Romney also raised more money than McCain in nearly every business sector, including agribusiness, communications and electronics, construction, finance, health, and transportation, according to the same analysis. The only two sectors in which McCain had an edge were defense, where his vocal support of the Iraq war surge has surely had an impact — and lawyers and lobbyists, from which group McCain's long years in Washington have given him a deep Rolodex of names. Corporate donors are famously pragmatic, and their financial backing of Romney may have been a reflection of the state of play of the campaign in 2007 — when McCain had been all but given up for political dead, and Romney appeared to have a strong chance at the GOP nomination.

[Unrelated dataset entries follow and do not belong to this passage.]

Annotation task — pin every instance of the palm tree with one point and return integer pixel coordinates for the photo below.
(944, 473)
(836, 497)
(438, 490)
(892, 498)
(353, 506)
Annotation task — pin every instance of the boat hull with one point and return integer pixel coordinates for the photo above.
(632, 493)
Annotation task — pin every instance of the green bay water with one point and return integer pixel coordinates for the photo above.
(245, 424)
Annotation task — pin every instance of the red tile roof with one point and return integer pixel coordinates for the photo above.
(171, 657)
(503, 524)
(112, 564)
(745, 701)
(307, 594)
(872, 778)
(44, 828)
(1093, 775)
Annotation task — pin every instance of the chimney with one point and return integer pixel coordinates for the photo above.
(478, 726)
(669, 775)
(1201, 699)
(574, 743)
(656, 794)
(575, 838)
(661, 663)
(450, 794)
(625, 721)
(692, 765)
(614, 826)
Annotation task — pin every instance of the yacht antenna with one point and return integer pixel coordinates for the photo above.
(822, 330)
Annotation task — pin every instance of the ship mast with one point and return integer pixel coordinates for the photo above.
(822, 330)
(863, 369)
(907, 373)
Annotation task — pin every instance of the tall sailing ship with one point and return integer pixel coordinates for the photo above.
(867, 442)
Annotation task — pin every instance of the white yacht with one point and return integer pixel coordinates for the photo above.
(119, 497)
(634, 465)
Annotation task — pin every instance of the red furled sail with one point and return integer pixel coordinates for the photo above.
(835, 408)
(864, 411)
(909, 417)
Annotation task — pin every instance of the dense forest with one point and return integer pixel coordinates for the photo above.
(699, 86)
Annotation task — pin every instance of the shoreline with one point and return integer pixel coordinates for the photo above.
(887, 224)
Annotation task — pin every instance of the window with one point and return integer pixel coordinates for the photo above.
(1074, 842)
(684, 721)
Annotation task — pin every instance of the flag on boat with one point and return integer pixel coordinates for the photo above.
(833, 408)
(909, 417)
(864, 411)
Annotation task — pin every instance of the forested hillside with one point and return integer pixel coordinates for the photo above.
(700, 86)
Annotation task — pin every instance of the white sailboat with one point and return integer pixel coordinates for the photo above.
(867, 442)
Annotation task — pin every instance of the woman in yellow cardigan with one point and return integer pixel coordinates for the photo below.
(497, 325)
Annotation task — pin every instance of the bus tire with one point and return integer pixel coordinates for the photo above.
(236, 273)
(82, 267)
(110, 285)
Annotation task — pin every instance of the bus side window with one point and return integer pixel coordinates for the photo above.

And compared to a Democrat, many business leaders will overwhelmingly prefer McCain: In its most recent Senate rankings, the U.S. Chamber of Commerce gave McCain an 80% favorable rating, compared with Senator Hillary Clinton (D-N.Y.) at 67% and Senator Barack Obama (D-Ill.) at 55%. The Chamber did not rate Romney, who was not in the Senate. McCain's backers speak of a candidate who they say is a perfect match for the times. They tick off a litany of pro-business positions including McCain's support for low taxes, research and development tax credits for companies, increasing trade and globalization, increased availability of highly skilled workers through immigration, and boosting education to create a competitive American workforce.

"That's an agenda that's good for the American people, and the agents of that agenda will be the businesses of America," says McCain's senior domestic policy adviser, Douglas Holtz-Eakin. "He will be a leader on economic issues the same way he has been on foreign policy issues." McCain also boasts of a list of big business backers including Cisco Chief Executive Officer John Chambers, Merrill Lynch CEO John Thain, and former Hewlett-Packard CEO Carly Fiorina, who has been traveling on the campaign trail with McCain. "His record is far better than the record of the governor of Massachusetts," Fiorina told a business group in Michigan in January.